Shawn Crouch's Krasner Canvases consists of three vignettes, each inspired by a painting of Abstract Expressionist icon and Jackson Pollock familiar Lee Krasner. The first two, White Squares, 1948 and Milkweed, 1955, are taut, tense constructions, replete with glisses, tremeloes, and aggressive snaps of the strings. The third, Self Portrait, 1924, trembles with poignant melody. Scott Stinson's Raised By Wolves III (Music in Time of Chaos) starts tentatively, with tension building via the juxtaposition of turbulent bowing with percussive pizzicatos, emblematic of a creeping sense of dread. 

Composer Lansing McCloskey introduced his No Sugar, which includes scordatura (retuning of the instruments) and audience participation in the form of playing back sound samples on their cellphones during the second movement when cued by Detwiler. First movement No artificial sweeteners added opens with harmonized long tones which allow the listener to luxuriate in the richness of the instruments' timbres, giving way to more rhythmically complex lines and rapidly ascending scales. My favorite piece of the evening. 

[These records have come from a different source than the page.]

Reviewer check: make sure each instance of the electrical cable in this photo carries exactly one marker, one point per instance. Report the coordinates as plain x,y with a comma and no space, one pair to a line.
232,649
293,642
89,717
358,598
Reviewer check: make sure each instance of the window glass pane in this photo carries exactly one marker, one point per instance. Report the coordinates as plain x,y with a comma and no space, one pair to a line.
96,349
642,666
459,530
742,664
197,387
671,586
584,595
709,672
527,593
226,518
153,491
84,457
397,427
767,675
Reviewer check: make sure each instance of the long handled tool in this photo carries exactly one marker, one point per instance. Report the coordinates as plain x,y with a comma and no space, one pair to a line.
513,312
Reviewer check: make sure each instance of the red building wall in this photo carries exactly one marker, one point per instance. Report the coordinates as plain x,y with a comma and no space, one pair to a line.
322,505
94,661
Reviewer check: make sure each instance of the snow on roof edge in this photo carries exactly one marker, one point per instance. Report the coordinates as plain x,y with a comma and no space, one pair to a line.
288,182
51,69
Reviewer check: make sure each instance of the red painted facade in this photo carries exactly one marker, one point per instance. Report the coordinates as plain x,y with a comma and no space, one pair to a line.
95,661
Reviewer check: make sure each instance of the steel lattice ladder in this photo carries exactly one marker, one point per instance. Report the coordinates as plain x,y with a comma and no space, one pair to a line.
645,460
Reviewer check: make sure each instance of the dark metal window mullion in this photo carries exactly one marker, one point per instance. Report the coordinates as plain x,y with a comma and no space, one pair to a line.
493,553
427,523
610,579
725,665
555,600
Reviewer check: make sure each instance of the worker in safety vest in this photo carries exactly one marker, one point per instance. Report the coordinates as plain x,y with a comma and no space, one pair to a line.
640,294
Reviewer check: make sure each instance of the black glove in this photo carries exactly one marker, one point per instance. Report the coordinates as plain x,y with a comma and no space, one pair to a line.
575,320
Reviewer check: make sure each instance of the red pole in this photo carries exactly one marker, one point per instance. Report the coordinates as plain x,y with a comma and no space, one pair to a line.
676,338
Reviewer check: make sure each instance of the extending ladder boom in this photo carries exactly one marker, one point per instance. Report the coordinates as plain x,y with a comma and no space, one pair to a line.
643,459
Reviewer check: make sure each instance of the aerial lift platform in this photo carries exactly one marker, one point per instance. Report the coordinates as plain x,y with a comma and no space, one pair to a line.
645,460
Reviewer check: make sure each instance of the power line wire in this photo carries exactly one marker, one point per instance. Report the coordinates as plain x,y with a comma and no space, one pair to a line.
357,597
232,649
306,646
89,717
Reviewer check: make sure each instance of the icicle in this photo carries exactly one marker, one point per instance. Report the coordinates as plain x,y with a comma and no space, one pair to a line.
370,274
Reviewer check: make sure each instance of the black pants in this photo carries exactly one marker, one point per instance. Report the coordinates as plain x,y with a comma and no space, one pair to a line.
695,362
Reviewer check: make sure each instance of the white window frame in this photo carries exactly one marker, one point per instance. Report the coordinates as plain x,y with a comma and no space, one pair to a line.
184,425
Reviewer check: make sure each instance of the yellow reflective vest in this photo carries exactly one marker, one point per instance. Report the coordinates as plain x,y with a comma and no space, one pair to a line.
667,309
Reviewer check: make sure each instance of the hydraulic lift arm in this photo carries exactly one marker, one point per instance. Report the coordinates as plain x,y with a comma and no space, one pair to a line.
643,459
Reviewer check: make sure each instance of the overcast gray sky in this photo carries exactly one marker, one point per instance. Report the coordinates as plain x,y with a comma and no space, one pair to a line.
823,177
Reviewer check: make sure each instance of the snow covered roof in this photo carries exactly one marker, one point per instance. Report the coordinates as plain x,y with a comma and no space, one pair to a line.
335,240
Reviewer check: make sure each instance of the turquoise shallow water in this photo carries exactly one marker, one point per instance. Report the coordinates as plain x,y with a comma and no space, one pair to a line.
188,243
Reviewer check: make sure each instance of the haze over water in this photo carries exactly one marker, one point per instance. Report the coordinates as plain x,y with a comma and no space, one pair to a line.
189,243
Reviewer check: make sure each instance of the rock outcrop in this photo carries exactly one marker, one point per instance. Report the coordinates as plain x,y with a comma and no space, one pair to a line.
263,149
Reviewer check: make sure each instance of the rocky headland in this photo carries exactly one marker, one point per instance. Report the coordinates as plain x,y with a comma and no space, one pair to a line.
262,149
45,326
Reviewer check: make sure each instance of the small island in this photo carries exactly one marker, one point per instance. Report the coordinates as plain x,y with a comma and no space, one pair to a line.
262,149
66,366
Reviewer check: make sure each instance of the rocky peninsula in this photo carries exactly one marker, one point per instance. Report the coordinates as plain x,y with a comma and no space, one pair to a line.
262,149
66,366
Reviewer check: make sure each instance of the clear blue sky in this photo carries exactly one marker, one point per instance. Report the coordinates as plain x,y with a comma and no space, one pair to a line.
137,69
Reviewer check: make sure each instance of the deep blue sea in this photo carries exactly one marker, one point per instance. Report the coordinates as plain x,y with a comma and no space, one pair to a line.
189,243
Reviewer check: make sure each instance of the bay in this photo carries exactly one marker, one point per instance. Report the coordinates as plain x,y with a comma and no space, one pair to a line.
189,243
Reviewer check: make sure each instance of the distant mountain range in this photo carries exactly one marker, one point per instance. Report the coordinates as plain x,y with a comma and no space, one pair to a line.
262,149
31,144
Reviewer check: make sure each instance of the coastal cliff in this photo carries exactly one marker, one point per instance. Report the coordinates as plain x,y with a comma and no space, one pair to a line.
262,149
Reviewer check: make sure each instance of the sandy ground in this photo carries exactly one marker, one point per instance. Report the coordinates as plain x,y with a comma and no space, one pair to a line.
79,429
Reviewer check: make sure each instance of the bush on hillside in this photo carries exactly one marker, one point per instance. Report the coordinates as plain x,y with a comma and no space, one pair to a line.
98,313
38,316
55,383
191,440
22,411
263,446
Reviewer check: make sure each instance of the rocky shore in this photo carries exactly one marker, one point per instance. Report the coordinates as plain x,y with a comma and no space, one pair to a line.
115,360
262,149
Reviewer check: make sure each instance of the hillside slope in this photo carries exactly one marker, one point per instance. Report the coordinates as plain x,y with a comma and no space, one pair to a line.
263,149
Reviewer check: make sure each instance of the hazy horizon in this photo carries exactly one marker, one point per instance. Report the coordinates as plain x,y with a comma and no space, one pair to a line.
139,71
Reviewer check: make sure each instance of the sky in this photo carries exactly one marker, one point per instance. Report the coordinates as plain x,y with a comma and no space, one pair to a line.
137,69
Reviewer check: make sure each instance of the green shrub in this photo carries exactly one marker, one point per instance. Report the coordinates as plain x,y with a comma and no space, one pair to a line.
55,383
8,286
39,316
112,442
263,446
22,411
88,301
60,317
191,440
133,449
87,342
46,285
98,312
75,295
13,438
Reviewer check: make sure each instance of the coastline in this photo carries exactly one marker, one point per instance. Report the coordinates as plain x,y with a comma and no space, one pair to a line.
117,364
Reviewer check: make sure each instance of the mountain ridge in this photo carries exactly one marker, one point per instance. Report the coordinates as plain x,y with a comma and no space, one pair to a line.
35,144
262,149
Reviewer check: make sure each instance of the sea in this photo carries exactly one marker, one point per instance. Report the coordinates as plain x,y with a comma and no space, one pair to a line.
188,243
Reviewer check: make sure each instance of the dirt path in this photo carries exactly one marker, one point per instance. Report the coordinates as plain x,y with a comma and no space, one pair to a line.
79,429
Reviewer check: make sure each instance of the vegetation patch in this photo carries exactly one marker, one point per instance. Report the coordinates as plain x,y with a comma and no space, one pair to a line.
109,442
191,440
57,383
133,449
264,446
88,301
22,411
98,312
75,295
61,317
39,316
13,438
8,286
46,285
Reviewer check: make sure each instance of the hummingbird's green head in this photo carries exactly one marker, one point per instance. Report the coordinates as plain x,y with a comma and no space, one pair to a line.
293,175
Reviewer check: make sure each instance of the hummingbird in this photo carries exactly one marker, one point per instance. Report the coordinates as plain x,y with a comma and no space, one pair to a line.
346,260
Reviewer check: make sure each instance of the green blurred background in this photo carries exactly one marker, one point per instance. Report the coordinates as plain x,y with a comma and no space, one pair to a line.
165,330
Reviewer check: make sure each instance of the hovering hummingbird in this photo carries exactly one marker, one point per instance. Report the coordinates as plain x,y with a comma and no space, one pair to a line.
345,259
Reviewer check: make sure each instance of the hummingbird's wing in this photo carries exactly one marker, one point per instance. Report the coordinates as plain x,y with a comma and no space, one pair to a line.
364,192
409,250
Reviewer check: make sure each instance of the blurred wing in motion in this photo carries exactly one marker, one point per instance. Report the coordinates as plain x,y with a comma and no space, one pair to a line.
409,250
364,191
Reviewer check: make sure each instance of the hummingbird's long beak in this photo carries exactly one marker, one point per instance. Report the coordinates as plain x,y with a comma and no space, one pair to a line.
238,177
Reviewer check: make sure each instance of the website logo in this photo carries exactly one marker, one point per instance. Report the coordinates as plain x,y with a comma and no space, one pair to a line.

The second movement, It's fine, I'm fine, everything's fine (a title reminiscent of Fred Frith's "It's Fine" with Skeleton Crew) begins in similar fashion, with Detwiler playing false harmonics as a cacophony of voices from audients' phones begins to encroach. The strings play lush harmonies as the sampled sounds of bells and chimes create a kind of music of the spheres. The piece ends with Newton breaking sheets of glass with a hammer into an aluminum tub (wearing eye protection, with a mesh screen) -- a bit of business that recalls the theatrical aspects of her work with Bitches Set Traps. Because of her onstage position, seated between her trio mates, Newton becomes the visual fulcrum of Amorsima, seeming to direct the group at times with the tilt of her head or the raising of an eyebrow.

After a brief intermission, the program resumed with Dorothy Hindman's Untitled VIII. Capone introduced the piece as a kind of Extreme Close Up view of the sonorities in an oboe solo from Beethoven. (I've often thought of the entire doom metal genre as an ECU view of a fragment from a Black Sabbath song.) If the pieces in the first part of the concert were cinematic in scope, Hindman's piece was more microscopic in its examination of sound in fine detail, with the musicians exploring all the sonic possibilities of their instruments.

For Juraj Kojs' On 386 Bows J, the musicians moved their chairs so they were seated far apart on the stage, then commenced with a furious torrent of notes, lifting their bows theatrically above their instruments, and playing spectrally minimalist long tones that recalled the serene passages from Anthony Braxton's Composition 96. Newton's solo near the end of the piece, which alternated busy passages with "floating" bow, was particularly compelling, leading into a delicately placid finish.

The concert concluded with Charles Norman Mason's Aphelocoma (named after a genus of scrub jays, as every bird watcher knows). The piece opened with a pulsing bass note over which Detwiler and Capone played chromatically gliding dissonances that gradually morphed into vibrato-laden harmonies. An episode of darkly spirited bowing and a brief recapitulation brought the piece and the concert to a close. Would that there were more opportunities to hear music like this in DFW beyond Sounds Modern's now-semiannual performances. Amorsima Trio is my new favorite group that I have yet to hear in person.